Les motifs peints s’inspirent des figures des forges (dragons, oiseaux…), des sculptures ornementales (arabesques, fleurs…), de la calligraphie des publicités publiées dans les journaux (lettres gothiques). D’où la conservation de formes européennes que l’on retrouve. Et l’origine italienne de Vincente et Cecilio procurant au filete cette inspiration du style néo-classique.
Outre son style singulier, la principale et fondamentale différence du filete en comparaison avec d’autres motifs peints que l’on peut trouver ailleurs (les charrettes siciliennes par exemple) est que les couleurs sont appliquées de telle manière qu’elle donne aux motifs du volume, du relief, des effets d’ombre et de lumière . Simple mais efficace, joli, esthétique et de bon goût.

Le Filete Porteño, une identité portègne en perpétuelle recherche.

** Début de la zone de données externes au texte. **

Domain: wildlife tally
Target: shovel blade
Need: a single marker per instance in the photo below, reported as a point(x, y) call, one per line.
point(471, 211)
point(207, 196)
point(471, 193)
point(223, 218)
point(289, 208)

Le filete prit une telle ampleur que dans les années 70, un décret municipal de la ville de Buenos Aires interdit le filete sur les bus car les passagers n’arrivaient plus à voir avec distinction à quel numéro de ligne ils appartenaient.
D’un trait de plume, le Filete Porteño a été effacé pour un temps de l’identité collective avant de réapparaitre dans les années 80.
Cette mesure a forcé les artistes à se reconvertir, trouver d’autres supports et renouveler le genre. Certains ont trouvé un allié en tissant des liens (naturels) entre le filete et le tango dans son illustration en y incorporant des lignes plus abstraites, d’autres sont restés sur la ligne traditionnelle.
Quoiqu’il en soit, on retrouve aujourd’hui des artistes comme Alfredo Genovese ou Elvio Gervasi qui ont repris le flambeau et laisse leur créativité du Filete Porteño étendre ses formes sur de multiples supports (sol, plafond, logo, vitrine…) et, plus risqués sur des voitures ou des peintures éphémères sur des animaux et des tatouages à l’encre ou du type body-painting. De nombreuses marques (Coca-Cola, Aiwa…) utilisent localement ses couleurs et ses motifs pour orner leurs messages publicitaires.

Le Filete Porteño est aujourd’hui un art à part entière que les argentins reconnaissent comme faisant partie de leur patrimoine à tel point que le genre est utilisé dans tout le pays.